Bu gizemli adamın kim olduğunu öğrenmeği çok istiyordum. Bir yandan çok tanıdık diğer yandan ise hiç tanımadığım birisine benziyordu. O günden beri her saniye etrafa bakıyordum belki onu bulurum diye. Kafamda binlerce soru vardı. Bu adam kim? Beni niye takip ediyor? Aynı zamanda tanıdık ve tanımadık birisi nasıl olabilir?
Günler geçti ve artık bu durumdan sıkılmaya başlıyordum. Hiçbir sorunun cevabını bulamamıştım. “Acaba sadece hayal mi ediyorum?” diye düşünmeye başladım. Hiç onu bir daha görebilecek miydim? Bu sorunu cevabı bana gelmesi aylar sürdü. Yine sıradan bir gündü. Tek başıma filim izlerken, bir oyuncunun yüzü, onunla aynı olduğunu fark ettim. Hemen kumandayı alıp filmi durdurdum.
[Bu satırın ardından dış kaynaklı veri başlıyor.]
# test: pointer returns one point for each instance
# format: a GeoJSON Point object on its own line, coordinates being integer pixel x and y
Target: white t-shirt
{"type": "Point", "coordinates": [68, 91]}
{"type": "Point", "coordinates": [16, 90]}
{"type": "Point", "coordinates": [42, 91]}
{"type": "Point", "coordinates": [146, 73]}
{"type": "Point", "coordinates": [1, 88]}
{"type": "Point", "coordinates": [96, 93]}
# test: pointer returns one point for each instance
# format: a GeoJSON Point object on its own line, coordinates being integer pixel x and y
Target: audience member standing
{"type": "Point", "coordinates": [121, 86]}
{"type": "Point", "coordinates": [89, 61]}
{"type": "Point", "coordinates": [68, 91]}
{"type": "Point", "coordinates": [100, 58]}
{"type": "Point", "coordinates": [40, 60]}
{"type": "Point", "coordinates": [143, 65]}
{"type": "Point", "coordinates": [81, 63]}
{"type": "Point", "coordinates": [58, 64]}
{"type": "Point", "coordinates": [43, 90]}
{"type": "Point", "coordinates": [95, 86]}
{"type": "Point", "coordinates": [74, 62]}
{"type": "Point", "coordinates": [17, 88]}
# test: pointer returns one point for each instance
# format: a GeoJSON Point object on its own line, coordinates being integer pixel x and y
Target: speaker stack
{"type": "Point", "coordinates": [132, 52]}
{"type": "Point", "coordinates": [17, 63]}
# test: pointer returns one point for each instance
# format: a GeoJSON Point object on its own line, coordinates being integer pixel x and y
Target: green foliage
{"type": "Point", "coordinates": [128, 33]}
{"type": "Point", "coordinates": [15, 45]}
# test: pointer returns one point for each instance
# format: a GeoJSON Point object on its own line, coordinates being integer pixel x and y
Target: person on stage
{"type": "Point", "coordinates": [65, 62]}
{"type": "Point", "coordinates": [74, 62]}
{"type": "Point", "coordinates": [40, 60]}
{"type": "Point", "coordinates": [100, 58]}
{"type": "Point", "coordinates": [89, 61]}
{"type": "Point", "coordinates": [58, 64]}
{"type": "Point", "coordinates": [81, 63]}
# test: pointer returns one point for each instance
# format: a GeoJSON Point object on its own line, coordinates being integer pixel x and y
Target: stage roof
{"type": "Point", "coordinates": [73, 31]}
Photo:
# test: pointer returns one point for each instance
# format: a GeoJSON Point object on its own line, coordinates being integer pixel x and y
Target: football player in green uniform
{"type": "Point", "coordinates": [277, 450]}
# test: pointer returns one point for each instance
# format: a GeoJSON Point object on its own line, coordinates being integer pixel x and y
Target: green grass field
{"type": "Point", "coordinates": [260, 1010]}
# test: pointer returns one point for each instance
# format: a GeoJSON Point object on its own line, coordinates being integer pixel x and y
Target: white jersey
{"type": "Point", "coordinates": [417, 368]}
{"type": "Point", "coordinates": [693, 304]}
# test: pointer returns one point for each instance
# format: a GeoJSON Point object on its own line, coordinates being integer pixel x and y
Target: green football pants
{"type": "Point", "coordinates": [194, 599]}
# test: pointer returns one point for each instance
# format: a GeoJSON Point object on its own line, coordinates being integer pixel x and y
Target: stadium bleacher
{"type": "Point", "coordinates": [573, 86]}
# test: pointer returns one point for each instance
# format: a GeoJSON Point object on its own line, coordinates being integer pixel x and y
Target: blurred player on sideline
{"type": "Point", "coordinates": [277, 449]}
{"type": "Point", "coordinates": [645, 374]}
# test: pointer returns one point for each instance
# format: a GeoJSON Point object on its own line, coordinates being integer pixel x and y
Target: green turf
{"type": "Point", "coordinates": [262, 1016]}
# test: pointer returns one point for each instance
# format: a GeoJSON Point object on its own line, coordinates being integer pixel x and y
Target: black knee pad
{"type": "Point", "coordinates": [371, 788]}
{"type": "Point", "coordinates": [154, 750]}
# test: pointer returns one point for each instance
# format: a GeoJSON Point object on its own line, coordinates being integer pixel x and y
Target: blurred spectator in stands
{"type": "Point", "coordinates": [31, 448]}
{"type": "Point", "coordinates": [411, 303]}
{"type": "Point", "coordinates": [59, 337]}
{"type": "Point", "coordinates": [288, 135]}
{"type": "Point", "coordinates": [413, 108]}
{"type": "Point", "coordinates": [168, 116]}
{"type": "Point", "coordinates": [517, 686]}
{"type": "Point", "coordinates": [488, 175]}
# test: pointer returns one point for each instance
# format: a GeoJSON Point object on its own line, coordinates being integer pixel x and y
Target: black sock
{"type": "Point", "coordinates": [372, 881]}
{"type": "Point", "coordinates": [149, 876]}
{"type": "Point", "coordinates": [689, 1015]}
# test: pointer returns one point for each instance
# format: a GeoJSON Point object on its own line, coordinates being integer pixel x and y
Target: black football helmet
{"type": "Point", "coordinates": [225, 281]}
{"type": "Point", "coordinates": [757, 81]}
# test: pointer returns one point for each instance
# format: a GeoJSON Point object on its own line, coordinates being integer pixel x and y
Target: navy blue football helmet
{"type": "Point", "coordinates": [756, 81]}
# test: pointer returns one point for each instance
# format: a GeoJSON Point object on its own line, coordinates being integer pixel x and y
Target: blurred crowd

Filmi geriye çektim ve yine oynattırdım. Aynı sahneye geldiğimde durdurdum ama kimse yoktu. Artık kafayı yediğime inanmayı başladım. Sonuçta bunun olma ihtimali yoktu.
Aradan yıllar geçti. Artık üniversiteye başlamıştım ve bir marketten süt almaya gitmiştim. Eve geri yürürken arkamdan birisi bana çarptı. “Hey, nereye gittiğine dikkat et!” diye bağırdım ama bana çarpan adam bir şey demeden bana baktı. Yine aynı yüzdü. Bu sefer onu kaybetmeyecektim. Onun peşinden koşmaya başladım. Birden köşedeki binaya girdi ve bende aynı şeyi yaptım. İkimizde merdivenlerden yukarı çıkmaya başladık ve sonunda çatı katına vardık. Ama ben çatı katına çıktığımı fark etmemiştim. Aklımdaki tek şey bu gizemli adamın kim olduğunu bulmaktı. Binanın ucunda durdu ve derin nefesler alarak ona doğru yürüdüm. Tam onun omzuna dokunurken ortadan kayboldu. Bende binanın ucuna kadar yürüdüğümü fark ettim.
Kendimi durdurmayı denedim ama düşmeye başladım. Tam yere çarpacakken birdenbire uyandım. Kendimi bir hastanede buldum ve etrafımda bir sürü makine vardı. Kapıdan bir doktor girdi. Benim uyandığımı inanamamıştı. Sonra bana bir aydır komada olduğumu anlattı ve babamı aramaya gitti. Bir saat sonra babam geldi. Babamın yüzüne baktım ve rüyamda gördüğüm o gizemli yüz olduğunu fark ettim. Nasıl unutabilirdim ki? Tabii ki bu babamın yüzüydü.